A truly “On Line” algorithm.

greedy algorithm bad if requests alternate $$a$$ near $$b$$ but server on distant $$c$$.

Intuition

• What is optimum action right now if you know the future?

• Move one of nearest items

• Since moving anything else will eventually cross a nearest

• so might as well move nearest instead, then replace it later

Problem: which of two nearest to move?

double coverage algorithm (DC):

• If request outside convex hull, move nearest point to it.

• else, move nearest point on each side towards it equal distance till one hits.

$$k$$-competitive.

• let $$M$$ be min-cost matching of opt points to DC points

• let $$d$$ is distance between servers in DC

• $$\Phi=kM+\sum_{i < j}d(s_i,s_j)$$

• analyze change when (first) adversary moves, (then) DC moves

• show:

• if adversary moves $$d$$, increases $$\Phi$$ by $$\le kd$$

• if DC moves moves $$d$$, decreases $$\Phi$$ by $$d$$

• deduce: DC is $$k$$-competitive

• assume start in same configuration at starting node

• then $$\Phi=0$$

• $$\Phi$$ always positive

• if DC moves more than $$k$$ times OPT, get $$\delta\Phi$$ negative

• but can’t have negative $$\Phi$$

• if start in different configuration

• adds a constant (dependent on metric space) to $$\Phi$$

• so asymptotically $$k$$-competitive.

Analysis:

• adv moves $$d$$ just increases $$M$$ by $$d$$, so $$\Delta \Phi \le kd$$

• Consider DC move to outside hull,

• WLOG moving point matched to it (else matches something else; uncross).

• so $$\Delta M=-d$$

• $$\Delta \Sigma = (k-1)d$$.

• claim follows: $$\Delta \phi = -kd+(k-1)d = -d$$

• consider DC move to inside hull

• Consider $$M$$

• one of moving points is matched to request.
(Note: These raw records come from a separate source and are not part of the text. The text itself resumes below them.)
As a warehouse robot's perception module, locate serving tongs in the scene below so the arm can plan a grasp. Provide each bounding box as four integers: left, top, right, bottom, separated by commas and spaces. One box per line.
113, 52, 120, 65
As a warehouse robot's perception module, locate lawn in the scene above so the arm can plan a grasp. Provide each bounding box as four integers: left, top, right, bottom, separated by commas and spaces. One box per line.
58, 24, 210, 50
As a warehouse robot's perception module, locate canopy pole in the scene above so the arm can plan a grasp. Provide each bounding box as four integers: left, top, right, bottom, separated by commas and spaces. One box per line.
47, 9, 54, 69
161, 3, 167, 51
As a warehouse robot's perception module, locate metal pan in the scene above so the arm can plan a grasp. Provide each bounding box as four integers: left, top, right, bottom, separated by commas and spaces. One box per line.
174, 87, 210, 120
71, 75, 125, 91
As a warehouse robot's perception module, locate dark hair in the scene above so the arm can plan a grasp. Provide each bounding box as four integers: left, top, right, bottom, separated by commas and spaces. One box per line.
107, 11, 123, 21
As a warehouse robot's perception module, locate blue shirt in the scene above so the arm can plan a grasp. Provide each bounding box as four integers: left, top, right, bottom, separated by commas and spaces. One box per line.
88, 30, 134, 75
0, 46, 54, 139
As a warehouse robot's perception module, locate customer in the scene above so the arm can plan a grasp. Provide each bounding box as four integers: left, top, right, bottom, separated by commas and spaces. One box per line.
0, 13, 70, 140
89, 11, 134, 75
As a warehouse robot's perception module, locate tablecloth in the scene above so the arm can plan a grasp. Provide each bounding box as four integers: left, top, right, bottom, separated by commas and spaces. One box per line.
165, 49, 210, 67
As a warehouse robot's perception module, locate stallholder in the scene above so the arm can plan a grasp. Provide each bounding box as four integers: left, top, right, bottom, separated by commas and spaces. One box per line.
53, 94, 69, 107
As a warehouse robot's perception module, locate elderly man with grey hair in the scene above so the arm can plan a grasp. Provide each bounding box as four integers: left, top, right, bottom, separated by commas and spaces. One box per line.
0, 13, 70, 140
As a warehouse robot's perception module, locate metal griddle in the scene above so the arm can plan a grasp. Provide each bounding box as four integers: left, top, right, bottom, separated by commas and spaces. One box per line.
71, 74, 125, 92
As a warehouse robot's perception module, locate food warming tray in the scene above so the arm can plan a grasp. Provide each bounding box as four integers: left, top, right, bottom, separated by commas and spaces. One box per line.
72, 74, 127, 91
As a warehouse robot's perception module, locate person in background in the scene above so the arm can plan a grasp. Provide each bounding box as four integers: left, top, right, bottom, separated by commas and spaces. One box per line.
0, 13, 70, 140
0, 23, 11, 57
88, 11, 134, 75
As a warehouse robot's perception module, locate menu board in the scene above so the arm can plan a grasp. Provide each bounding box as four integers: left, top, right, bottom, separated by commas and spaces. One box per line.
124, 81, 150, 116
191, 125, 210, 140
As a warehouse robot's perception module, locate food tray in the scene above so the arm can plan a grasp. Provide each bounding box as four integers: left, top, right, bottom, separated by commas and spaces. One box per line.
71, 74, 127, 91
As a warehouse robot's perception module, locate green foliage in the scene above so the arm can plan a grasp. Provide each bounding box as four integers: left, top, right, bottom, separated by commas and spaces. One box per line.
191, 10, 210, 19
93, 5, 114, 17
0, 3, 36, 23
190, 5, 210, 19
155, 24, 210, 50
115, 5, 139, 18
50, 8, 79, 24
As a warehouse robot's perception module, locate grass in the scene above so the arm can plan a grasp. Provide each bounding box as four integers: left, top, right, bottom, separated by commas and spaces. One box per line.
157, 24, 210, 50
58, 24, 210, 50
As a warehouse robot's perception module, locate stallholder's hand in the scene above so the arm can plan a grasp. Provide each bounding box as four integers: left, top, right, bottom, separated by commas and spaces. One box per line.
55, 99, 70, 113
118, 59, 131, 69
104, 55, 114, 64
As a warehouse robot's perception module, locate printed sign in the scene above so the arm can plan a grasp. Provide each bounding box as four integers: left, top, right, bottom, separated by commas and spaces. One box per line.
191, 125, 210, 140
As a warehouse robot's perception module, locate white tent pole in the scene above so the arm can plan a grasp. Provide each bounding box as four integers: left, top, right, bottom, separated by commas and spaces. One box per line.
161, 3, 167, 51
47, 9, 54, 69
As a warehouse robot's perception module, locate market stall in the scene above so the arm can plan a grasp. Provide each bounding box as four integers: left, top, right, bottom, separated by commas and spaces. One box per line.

• So that move decreases $$M$$.

• Other move may increase $$M$$ at most by same amount,

• so no change to $$M$$.

• Now consider $$\Sigma$$.

• Moves of two points cancel out with respect to other points

• but they get $$2d$$ units closer.

Generalizes to trees.

Which yields randomized $$O(\log^3 n \log^2 k)$$ for general $$k$$-server via tree embeddings.

Can we do better? No, because paging is special case.